I would appreciate any view/comment on this.

Thanks your time and efforts.

With regards,
./harshal

David Huynh

unread,
Apr 2, 2009, 2:12:45 AM4/2/09
to simile-...@googlegroups.com
Harshal,

David Karger and his students have been pondering about that option, I
believe. We just need someone to roll up their sleeves and try it out.
Do note that, of course, those 10K-50K items still need to make their
way over HTTP each time.

David

Adam Marcus

unread,
Apr 2, 2009, 7:43:43 AM4/2/09
to simile-...@googlegroups.com
Harshal,

As David said, while working on Datapress, Edward Benson and I have
been thinking about this problem. We're working on building an apache
module/python script that will turn datasets into sqllite databases on
the server side, so that if a dataset is too large to send across the
network, all queries can hit the server. The benefit of using sqllite
is that it's also what is used by both gears and is available in
firefox (all html5-compliant browsers will have it soon), so we can
also opt to send the dataset to the client for better client-side data
processing.

The step after that will be to allow exhibit to speak with this
data-aware webserver to decide whether to run the query remotely or
locally. David Huynh was our inspiration for this idea, since he
created a prototype of it before heading west. Hang in there, and
we'll give more information as it comes out!

-Adam

harshal

unread,
Apr 3, 2009, 2:37:16 AM4/3/09
to SIMILE Widgets
Thanks David and Adam,

It would be fantastic to have these features in Exhibit.
Just can't wait for them.

We use Exhibit for data visualization, over the LAN most of the time.
So at least we are constrained.

Thanks for your time, efforts and interest.

With regards,

./harshal

On Apr 2, 4:43 pm, Adam Marcus <mar...@gmail.com> wrote:
> Harshal,
>
> As David said, while working on Datapress, Edward Benson and I have
> been thinking about this problem.  We're working on building an apache
> module/python script that will turn datasets into sqllite databases on
> the server side, so that if a dataset is too large to send across the
> network, all queries can hit the server.  The benefit of using sqllite
> is that it's also what is used by both gears and is available in
> firefox (all html5-compliant browsers will have it soon), so we can
> also opt to send the dataset to the client for better client-side data
> processing.
>
> The step after that will be to allow exhibit to speak with this
> data-aware webserver to decide whether to run the query remotely or
> locally.  David Huynh was our inspiration for this idea, since he
> created a prototype of it before heading west.  Hang in there, and
> we'll give more information as it comes out!
>
> -Adam
>

Nicolas Chauvat

unread,
Apr 2, 2009, 3:36:45 PM4/2/09
to simile-...@googlegroups.com
On Thu, Apr 02, 2009 at 07:43:43AM -0400, Adam Marcus wrote:
> module/python script that will turn datasets into sqllite databases on
> the server side, so that if a dataset is too large to send across the
> network, all queries can hit the server.

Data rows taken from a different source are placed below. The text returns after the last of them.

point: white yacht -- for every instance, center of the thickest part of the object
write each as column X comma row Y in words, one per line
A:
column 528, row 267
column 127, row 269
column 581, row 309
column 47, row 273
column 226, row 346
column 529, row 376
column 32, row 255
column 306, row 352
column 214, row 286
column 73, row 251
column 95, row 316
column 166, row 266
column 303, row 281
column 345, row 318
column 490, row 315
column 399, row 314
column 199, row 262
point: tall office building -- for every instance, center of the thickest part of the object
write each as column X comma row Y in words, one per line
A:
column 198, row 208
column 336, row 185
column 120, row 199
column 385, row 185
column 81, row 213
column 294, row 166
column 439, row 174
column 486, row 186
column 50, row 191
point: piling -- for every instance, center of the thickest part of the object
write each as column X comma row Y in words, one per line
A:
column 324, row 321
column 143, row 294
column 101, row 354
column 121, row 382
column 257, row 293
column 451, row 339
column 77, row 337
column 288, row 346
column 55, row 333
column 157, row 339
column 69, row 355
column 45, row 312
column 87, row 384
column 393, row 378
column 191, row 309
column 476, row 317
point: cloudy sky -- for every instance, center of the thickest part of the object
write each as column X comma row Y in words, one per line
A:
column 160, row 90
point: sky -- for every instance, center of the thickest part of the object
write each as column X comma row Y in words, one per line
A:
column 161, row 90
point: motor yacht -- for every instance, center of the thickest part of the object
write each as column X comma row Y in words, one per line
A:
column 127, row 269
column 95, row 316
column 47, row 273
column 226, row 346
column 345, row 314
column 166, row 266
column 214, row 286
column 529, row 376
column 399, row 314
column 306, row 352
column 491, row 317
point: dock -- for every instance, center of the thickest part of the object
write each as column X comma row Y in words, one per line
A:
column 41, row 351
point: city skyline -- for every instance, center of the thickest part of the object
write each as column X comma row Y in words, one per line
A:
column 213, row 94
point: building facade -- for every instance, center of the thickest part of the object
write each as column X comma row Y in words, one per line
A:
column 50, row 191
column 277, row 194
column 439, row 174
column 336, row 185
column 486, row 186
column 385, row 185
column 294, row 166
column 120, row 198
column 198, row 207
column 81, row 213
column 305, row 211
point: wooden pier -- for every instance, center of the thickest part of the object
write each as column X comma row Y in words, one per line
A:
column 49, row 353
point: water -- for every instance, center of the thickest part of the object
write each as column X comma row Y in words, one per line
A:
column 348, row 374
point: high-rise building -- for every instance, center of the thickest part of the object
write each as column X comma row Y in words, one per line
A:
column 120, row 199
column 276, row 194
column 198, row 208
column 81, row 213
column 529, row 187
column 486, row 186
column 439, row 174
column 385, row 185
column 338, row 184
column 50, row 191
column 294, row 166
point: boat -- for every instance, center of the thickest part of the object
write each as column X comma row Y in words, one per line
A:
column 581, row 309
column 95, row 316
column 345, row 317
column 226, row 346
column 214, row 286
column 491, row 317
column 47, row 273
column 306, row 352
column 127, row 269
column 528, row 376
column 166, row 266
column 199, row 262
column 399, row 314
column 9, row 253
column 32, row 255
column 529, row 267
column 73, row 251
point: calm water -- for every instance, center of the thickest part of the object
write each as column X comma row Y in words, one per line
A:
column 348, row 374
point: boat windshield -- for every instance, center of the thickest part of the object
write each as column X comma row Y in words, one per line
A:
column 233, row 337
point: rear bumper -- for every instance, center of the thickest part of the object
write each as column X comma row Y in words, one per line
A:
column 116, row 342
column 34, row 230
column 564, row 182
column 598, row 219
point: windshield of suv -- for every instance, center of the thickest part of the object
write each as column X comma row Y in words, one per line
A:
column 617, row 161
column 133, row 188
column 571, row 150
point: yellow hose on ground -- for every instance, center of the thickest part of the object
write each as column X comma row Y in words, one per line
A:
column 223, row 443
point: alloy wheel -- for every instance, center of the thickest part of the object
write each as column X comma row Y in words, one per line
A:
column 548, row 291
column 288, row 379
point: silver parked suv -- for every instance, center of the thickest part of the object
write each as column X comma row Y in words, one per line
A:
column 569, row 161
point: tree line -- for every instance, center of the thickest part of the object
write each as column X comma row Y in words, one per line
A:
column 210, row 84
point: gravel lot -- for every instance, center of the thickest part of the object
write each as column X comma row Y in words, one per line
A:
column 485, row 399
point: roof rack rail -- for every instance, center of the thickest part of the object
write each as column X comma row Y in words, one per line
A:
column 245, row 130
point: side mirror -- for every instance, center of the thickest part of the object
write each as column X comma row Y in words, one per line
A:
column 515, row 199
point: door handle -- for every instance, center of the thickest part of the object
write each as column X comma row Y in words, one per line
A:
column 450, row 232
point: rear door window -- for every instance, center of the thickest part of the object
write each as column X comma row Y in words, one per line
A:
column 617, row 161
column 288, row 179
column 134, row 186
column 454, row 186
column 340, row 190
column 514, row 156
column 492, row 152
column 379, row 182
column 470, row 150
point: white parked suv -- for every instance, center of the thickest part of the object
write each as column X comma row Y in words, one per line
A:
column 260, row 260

So you store information in a database on the server...

> The step after that will be to allow exhibit to speak with this
> data-aware webserver to decide whether to run the query remotely or

And provide a web service for your javascript client to fetch the
information it needs on the fly...

am I understanding correctly?

If that's what you are trying to do, I bet you will want your client
to send a query like "give me that part of the dataset", which means
you need some query language. Since you've probably heard about SQL
injection, you know sending SQL requests from the client to the server
is not your best option. Then SPARQL comes to mind...

... but wait, did I mention http://www.cubicweb.org ?

We usually run it on top of larger SQL databases like Postgresql for
better performance and larger datasets, but all the automated tests
are run with sqlite.

An example with Timeline would be sending a request like:

Any X WHERE X publication_date >= "2008/01/01",
X publication_date <= "2008/06/30"

and getting the result as JSON. Drag the focus in Timeline and you can
send a new request with a different date. MVC in Timeline, I think I
read it is almost there.

Or maybe with Exhibit:

Any X,T,D WHERE X name LIKE "a%", T tags X, X pub_date D

and getting the result as JSON, to display the X with names starting
with letter 'a' and using tags and dates as facets.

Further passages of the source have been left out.